Seven Spheres in Review

I ordered my copy of RO’s Seven Spheres the second day after it was released.  I think it’s telling that people who ordered the day before I did got their copies ten days before I did.  My copy is numbered 120/1000.  I was already half-familiar with a lot of the material from the Seven Spheres in Seven Days project and the magical experiments that came before and after, but I took my time going through the book.  I took my sweet time performing the rituals, too, and even longer processing the effects before even beginning to write this review.  In the intervening time, more people than I care to count have already reviewed the book in great depth, so I will keep my own comments brief and largely personal.

The book opened with a preface, “On the Gender of Kings,” that makes good-faith effort to reconcile the highly gendered language of the rites with the much wider reality of the occult community.  It falls little short in that it doesn’t question the legitimacy of male-as-default, but as an opening gambit by a straight white male hermeticist, it’s a sea-change.  So thank you for that, Fr. Rufus Opus, it means a lot.

The following chapters go one to provide a rough outline of the neo-Platonic theology upon which the book hinges.  After, he goes very specifically into the theology and philosophy of the kingship metaphor.  These sections are both interesting and helpful, but, based on Aradia’s struggle to understand some the material, I don’t believe that they are fully comprehensible without a decent background in either Classical Studies or the wider world of Hermetics.

While the Seven Spheres does not actually contain a complete philosophy (a good thing, in my opinion), it does contain a complete ritual structure.  With only a little outside knowledge and no outside ritual, one could actually use the Seven Spheres as the basis for an entire ritual practice.  Rufus Opus has combined the Stele of Jeu the Heiroglyphist with the Trithemius’ spirit conjuration and the Thomas Taylor translation of the Orphic Hymns into an elaborate but effective and accessible rite.  Each of the seven conjurations is largely the same, substituting the names of the appropriate archangels and planets at the appropriate times and reading the (loosely) appropriate Orphic hymn.

I have only three complaints about the book, one of which is editorial and two of which are academic.
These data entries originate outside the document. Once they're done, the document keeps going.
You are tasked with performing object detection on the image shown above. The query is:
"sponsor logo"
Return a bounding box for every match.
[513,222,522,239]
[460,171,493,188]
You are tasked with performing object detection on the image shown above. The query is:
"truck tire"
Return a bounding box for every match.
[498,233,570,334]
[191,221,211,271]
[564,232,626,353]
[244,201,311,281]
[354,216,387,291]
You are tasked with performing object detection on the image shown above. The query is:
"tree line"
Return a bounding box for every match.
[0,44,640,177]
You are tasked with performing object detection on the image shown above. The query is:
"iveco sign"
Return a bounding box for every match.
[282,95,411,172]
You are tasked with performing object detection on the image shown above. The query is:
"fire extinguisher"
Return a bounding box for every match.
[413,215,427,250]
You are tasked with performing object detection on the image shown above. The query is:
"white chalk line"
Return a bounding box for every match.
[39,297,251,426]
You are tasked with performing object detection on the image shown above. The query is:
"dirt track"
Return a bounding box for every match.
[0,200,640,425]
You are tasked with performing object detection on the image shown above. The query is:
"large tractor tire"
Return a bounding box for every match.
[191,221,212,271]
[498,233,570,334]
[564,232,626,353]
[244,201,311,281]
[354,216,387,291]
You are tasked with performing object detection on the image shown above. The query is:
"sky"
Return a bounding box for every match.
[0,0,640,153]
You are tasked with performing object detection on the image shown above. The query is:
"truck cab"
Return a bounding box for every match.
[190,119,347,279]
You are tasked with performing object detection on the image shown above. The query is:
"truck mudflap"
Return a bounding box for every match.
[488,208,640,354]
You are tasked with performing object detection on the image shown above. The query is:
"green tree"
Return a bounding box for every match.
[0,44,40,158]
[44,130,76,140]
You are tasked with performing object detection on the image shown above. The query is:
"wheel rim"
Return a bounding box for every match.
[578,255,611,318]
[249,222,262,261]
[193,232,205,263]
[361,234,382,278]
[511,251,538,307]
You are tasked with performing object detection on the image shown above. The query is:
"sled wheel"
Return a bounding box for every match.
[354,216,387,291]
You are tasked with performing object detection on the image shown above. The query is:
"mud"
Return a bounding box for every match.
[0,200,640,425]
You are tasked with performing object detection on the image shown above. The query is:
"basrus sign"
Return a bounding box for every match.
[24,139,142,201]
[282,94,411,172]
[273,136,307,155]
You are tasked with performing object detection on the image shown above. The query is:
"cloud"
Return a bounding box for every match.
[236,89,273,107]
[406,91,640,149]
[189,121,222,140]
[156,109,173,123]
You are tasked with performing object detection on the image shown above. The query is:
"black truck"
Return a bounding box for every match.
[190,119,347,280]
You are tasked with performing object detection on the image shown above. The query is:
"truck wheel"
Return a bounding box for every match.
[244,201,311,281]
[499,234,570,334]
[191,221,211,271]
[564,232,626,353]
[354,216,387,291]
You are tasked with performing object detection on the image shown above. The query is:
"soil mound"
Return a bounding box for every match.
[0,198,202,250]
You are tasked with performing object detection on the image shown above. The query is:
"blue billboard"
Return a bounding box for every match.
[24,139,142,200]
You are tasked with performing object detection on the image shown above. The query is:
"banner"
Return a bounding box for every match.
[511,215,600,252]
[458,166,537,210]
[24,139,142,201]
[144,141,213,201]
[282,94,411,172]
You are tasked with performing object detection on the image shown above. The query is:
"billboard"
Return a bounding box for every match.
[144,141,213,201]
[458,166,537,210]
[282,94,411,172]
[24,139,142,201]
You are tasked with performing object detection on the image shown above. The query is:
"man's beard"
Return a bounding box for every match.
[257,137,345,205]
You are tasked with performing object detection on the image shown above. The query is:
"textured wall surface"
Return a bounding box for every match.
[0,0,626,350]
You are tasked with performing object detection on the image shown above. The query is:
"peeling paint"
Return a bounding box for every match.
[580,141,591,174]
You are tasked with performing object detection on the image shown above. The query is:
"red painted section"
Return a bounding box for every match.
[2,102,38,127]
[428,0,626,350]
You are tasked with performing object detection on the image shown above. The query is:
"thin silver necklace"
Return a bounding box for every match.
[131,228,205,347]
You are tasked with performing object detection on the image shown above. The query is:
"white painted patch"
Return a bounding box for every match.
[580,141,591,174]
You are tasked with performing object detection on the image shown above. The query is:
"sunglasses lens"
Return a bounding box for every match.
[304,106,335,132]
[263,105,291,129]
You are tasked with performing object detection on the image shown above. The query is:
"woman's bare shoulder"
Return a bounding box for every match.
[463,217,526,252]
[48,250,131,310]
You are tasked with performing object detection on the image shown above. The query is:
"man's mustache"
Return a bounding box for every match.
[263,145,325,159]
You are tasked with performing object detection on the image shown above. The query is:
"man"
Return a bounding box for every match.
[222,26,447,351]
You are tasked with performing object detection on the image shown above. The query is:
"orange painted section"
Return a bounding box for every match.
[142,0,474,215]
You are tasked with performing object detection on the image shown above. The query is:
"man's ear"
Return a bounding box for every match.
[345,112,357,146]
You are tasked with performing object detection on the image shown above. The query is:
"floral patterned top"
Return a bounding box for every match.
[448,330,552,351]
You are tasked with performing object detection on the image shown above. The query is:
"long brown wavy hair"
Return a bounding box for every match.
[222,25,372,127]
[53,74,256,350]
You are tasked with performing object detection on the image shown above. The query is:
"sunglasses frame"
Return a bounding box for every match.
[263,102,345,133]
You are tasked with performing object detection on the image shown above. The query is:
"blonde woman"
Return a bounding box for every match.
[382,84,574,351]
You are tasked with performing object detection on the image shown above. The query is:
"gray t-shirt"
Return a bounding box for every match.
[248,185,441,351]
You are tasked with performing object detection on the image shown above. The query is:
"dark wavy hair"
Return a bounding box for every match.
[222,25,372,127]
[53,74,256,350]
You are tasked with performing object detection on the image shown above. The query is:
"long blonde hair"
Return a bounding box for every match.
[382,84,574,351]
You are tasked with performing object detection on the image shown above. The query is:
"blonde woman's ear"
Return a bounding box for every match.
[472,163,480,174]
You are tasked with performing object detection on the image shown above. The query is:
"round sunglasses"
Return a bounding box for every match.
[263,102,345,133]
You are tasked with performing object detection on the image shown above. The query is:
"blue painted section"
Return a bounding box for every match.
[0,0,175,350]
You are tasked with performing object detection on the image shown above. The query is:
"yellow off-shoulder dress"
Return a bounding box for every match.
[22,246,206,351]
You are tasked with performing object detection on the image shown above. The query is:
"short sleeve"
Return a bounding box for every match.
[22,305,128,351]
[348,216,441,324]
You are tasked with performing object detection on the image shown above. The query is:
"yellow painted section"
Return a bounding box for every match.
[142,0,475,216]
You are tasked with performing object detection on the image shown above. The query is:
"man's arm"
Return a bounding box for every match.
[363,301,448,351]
The first academic issue is one of a citation.  In the chapter about the Sun (p.50), Rufus Opus makes reference to Supernatural Assistant in the Greek Magical Papyri.  Unless he is refering to the Stele of Jeu, itself, which never uses that language, the only such rites I know of (or can find, quickly consulting the table of rituals) are PGM I.1-42 “Rite”  and PGM I.4 “The spell of Pnothis”.  The first opens with the “deification” (drowning) of a falcon, which is to then be stuffed and made offerings; the second requires the head of a (the same?) falcon.  I sent the good gentleman an email for clarification at the time, but never received a response.  This saddens me immensely because I want to read those rituals, damn it.

The second academic issue is one of translation.  Thomas Taylor’s Hymns may be good for magic, and beautifully ensconced in the public domain, but the are awful English representations of the Greek.  Athanassakis is the only legitimate English translation currently available.

Finally, there appears to be a transcription error in the ritual script.  On page 114, one is instructed to say, “…prepare now the way between myself and the sphere of Mercury…” regardless of the sphere one is conjuring.  Because there is no explanation elsewhere in the book as to why one always trucks with angels via the sphere of Mercury, one suspects that this is supposed to read “… sphere of [Planet Name]…” even as the space for the Angel’s name is noted at the bottom of the page and again on 120.

Aradia and I began our journey through the spheres on Thursday the 1st of January.  It took us about nine weeks to make it through six of the seven spheres — we never felt called to conjure Saturn.  Each time we conjured the archangels of the spheres, we asked for their blessing that we might be beloved of gods and mortals, and that they appear before us that we might know them.  In each of those rites, I drew the Powers that I saw.

The positive effects of those rites are still reverberating through my life.  I’ve finished my first novel and gotten it out to several friends for editing.  I’ve opened a portfolio site to sell my photography.  I’ve decided to go back to school for my Master’s degree.  I’ve begun an ambitious artistic and magical mask-making project for the main ritual arc at this coming Heartland Pagan Festival.  I’ve found a new lover.

I cannot possibly recommend this book strongly enough.